11 September

Anniversary of 9/11

Manhattan (Sweet)

So we are drinking a...

Manhattan (Sweet)

Today's date is a particularly sad one. It is the anniversary of 9/11, the day in 2001 when Saudi terrorists affiliated with Osama Bin Laden and al Qaeda hijacked four planes on a suicide mission. Two flew into the World Trade Center, one into the Pentagon and one crashed into a field in Shanksville, Pennsylvania. Nearly 3,000 people were killed.

It was the first time since Pearl Harbor that the US had experienced an attack on its own soil, and the consequences were devastating. Not only for New Yorkers but for civilians in Iraq and Afghanistan, and the soldiers - many of which never made it home.

After London, New York is our favourite city, so, as the ceremonies commence in Manhattan and elsewhere and the papers fill with reminiscences, we will be drinking a Manhattan. Served in memory of the innocent men, women and children who lost their lives and those who continue to live with the after-effects to this day.

Umbrella Stabbing

On this day, in 1978, Georgi Markov died of blood poisoning, four days after being stabbed by an umbrella on London's Waterloo Bridge.

A writer and broadcaster, Markov defected from Bulgaria to the West in 1969. He was on the way to the BBC at the time, where he often made critical broadcasts about the communist regime in his home country. That day he said he had felt a stinging pain in his leg while waiting for a bus and turned to see an unidentified man picking up an umbrella. In 1998 the Bulgarian President, Peter Stoyanov, described the assassination as one of the darkest moments in his country's former communist regime. But it wasn't until 2005 when Francesco Gullino, a Dane who had been recruited by Durzgavna Sigurnost, was revealed as the assailant.

In honour of Georgi Markov, who used the power of speech and words to fight for freedom, we're drinking a Waterloo Sunset, champagne, gin and a dash of raspberry liqueur.

Battle of Stirling Bridge

In Mel Gibson's epic medieval drama Braveheart, there's an iconic scene where English knights in chainmail charge Mel's apparently defenceless Scottish warriors, only to be bloodily impaled on a forest of spikes.
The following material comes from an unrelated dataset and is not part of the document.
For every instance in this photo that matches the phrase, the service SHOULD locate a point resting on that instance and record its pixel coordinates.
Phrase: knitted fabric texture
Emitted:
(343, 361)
The Battle of Stirling Bridge, on this day in 1297, didn't happen exactly like that, but it was a game-changer - not just for the Scots leader William Wallace, but for knights around Europe. Until that day, a charge by heavily armoured knights had been considered as invincible as tanks were during World War I; after that, the rich were as vulnerable as the poor peasants who followed in their wake. We are toasting Wallace, and Scotland in general, with a Highlander, a suitably Scottish blend of Scotch, vermouth and bitters.